Readme The source code of SIST is in the /src folder. The dataset we used is in the /data folder
---------------------------------------Code--------------------------------------- To execute the complete clustering process of SIST, you need to follow these steps:
-
DomainGeneration.py For each candidate entity of a noun phrase, it generates the domain counter of each type of the entity. Input files: '../data/NYTimes2018/wiki_record_.json' and '../data/ReVerb/wiki_record.json' Output files: '../data/NYTimes2018/domain_tmp/wiki_record_.json' and '../data/ReVerb/domain_tmp/wiki_record.json'
-
DomainVectorComputation.py Compute the domain vector of a source text according to the specified beta and domain counter. Input files: '../data/NYTimes2018/newyorktimes_openie_.json' and the corresponding '../data/NYTimes2018/domain_tmp_wiki_record_.json', or '../data/Reverb/reverb45K_record.json' and the corresponding '../data/Reverb/domain_tmp/wiki_record.json' Output files: '../data/NYTimes2018/data_tmp/newyorktimes_openie_.json', or '../data/Reverb/data_tmp_/reverb45K_*_record.json'
-
main.py The clustering (based on specific domain lists and beta). The classes in Graph, TripleSimilarity and Lemmatizer are used to assist the clustering.
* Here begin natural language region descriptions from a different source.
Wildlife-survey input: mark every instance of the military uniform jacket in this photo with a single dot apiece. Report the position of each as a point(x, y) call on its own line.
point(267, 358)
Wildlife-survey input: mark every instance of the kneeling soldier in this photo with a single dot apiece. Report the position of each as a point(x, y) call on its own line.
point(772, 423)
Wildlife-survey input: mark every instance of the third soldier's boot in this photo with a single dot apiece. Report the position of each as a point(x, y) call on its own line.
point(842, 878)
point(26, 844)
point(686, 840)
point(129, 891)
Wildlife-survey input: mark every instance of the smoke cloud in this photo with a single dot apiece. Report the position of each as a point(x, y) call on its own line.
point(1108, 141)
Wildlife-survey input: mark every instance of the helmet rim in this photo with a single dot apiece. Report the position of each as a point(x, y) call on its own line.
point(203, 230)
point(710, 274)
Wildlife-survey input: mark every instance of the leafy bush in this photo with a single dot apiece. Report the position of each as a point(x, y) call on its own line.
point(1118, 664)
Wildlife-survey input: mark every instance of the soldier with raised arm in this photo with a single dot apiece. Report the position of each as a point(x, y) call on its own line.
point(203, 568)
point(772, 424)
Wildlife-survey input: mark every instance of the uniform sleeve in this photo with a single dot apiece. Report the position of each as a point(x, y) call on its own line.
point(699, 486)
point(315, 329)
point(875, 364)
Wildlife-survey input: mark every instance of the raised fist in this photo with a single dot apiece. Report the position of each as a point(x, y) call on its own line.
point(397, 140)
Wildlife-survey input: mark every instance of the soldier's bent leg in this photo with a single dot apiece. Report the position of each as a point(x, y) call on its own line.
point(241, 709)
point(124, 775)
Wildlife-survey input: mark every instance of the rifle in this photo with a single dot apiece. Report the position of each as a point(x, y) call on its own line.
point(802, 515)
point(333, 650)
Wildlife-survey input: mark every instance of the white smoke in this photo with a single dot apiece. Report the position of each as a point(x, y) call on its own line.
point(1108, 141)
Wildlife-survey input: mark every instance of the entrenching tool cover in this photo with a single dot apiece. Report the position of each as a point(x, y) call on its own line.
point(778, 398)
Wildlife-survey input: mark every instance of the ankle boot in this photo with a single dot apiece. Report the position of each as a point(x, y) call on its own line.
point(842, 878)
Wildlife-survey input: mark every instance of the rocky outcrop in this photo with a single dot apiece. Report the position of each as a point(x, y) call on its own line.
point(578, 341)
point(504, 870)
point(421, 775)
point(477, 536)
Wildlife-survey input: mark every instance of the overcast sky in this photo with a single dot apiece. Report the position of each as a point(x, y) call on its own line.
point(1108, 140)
Input files: '../data/NYTimes2018/data_tmp_/newyorktimes_openie_.json', or '../data/Reverb/data_tmp_/reverb45K_record.json' (Example: If we would like to conduct the clustering in Reverb on arts, business, entertainment, food, health, politics, science and sports, we first find their correponding ids in the folder '../data/Domain_keywords', i.e., [1, 3, 9, 12, 14, 19, 21,24]. We then define a beta value, e.g., 3. We then choose '../data/Reverb/data_tmp[1, 3, 9, 12, 14, 19, 21, 24]3/reverb45K*_record.json' as the input file) Output: The clustering Results
---------------------------------------Data---------------------------------------
- Reverb (as mentioned in the paper, with side information added): The original data is '../data/Reverb/*.json'
- NYTimes2018 (as mentioned in the paper, with side information added): The original data is '../data/NYTimes2018/*.json'
- Patty-dataset: This is a dataset released by "PATTY: A Taxonomy of Relational Patterns with Semantic Types" [EMNLP-CoNLL '12]. It contains relation patterns from both Wikipedia and NYTimes. We can use both patterns.
- Domain_keywords (as mentioned in the paper)